Waugh is a colonialist, but not horribly so for his era. I found him somewhat less racist than I expected, remembering how misanthropic he generally is - but this is still fairly early Waugh, when he hated society and his own people mostly, and not as deeply, before the loathing for everyone and everything set in after the war. He definitely is racist: he was an aristocratic British man in 1930, so he considered himself superior to not just everyone with darker skin than his own, but most of the residents of the UK and similar nations as well.
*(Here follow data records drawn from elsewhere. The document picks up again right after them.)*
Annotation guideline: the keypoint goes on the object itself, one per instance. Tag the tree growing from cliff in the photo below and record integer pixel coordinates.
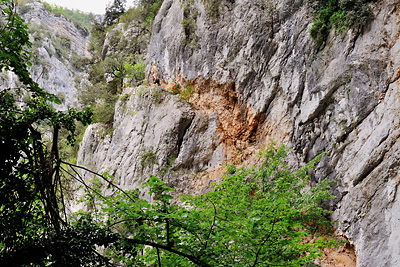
(33, 230)
(255, 217)
(113, 12)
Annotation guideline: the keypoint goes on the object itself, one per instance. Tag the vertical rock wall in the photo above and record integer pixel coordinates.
(342, 98)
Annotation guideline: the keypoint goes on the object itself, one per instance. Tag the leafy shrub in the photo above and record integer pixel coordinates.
(187, 93)
(264, 216)
(104, 110)
(147, 159)
(339, 14)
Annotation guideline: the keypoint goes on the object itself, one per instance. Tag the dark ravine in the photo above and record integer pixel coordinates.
(262, 77)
And he has that arch British reserve; there's a woman he just calls "Irene" who he spends a bunch of time with in Addis Ababa, and I couldn't figure out if she was supposed to be someone the general 1930 audience would already know, or possibly a cousin or something like that, or if it was just someone he was having an affair with and he was flaunting it as much as possible given the mores of the era.
This is the kind of travel book that is largely about difficulties: getting to places through bad roads and railways and promised airplanes that never appear, heat and mosquitos and dust, food that Waugh detests, physical hardship, the laziness of natives and the random vagueness and lies of colonials, and so on. Waugh has a bunch of interesting set-pieces, though the biggest and most quirky one - Selassie's coronation - is right up front, so the rest of the book is a slight let-down, turning into the usual "this foreign country is a mess and a pain to get around" material after the wacky high comedy of the vast array of global envoys toasting this new self-proclaimed Emperor in in his half-built capital.
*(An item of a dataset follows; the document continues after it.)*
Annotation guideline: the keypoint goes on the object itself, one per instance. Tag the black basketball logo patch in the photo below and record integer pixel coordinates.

The best thing about Waugh is always his voice and viewpoint: he's crisp and mostly clear, but somewhat jaundiced, never expecting anything to completely work correctly or be what it promises. There is some political thought here, though not in any great depth, and fairly mild for its era. (Waugh seems to believe that Africans, or at least Ethiopians, can rule themselves just about as well as anyone else could, and his concerns about colonialism are mostly that it's expensive and not terribly useful for the colonizer.)
This is a world that's been gone for nearly a century now - swept away in the wave of nation-building that followed WWII - and I wouldn't want to claim Waugh was an unbiased or transparent guide to that world in the first place. But this is a fine book of Waugh insights and views of a weird, unusual part of the world at an interesting time, not long before everything got upended.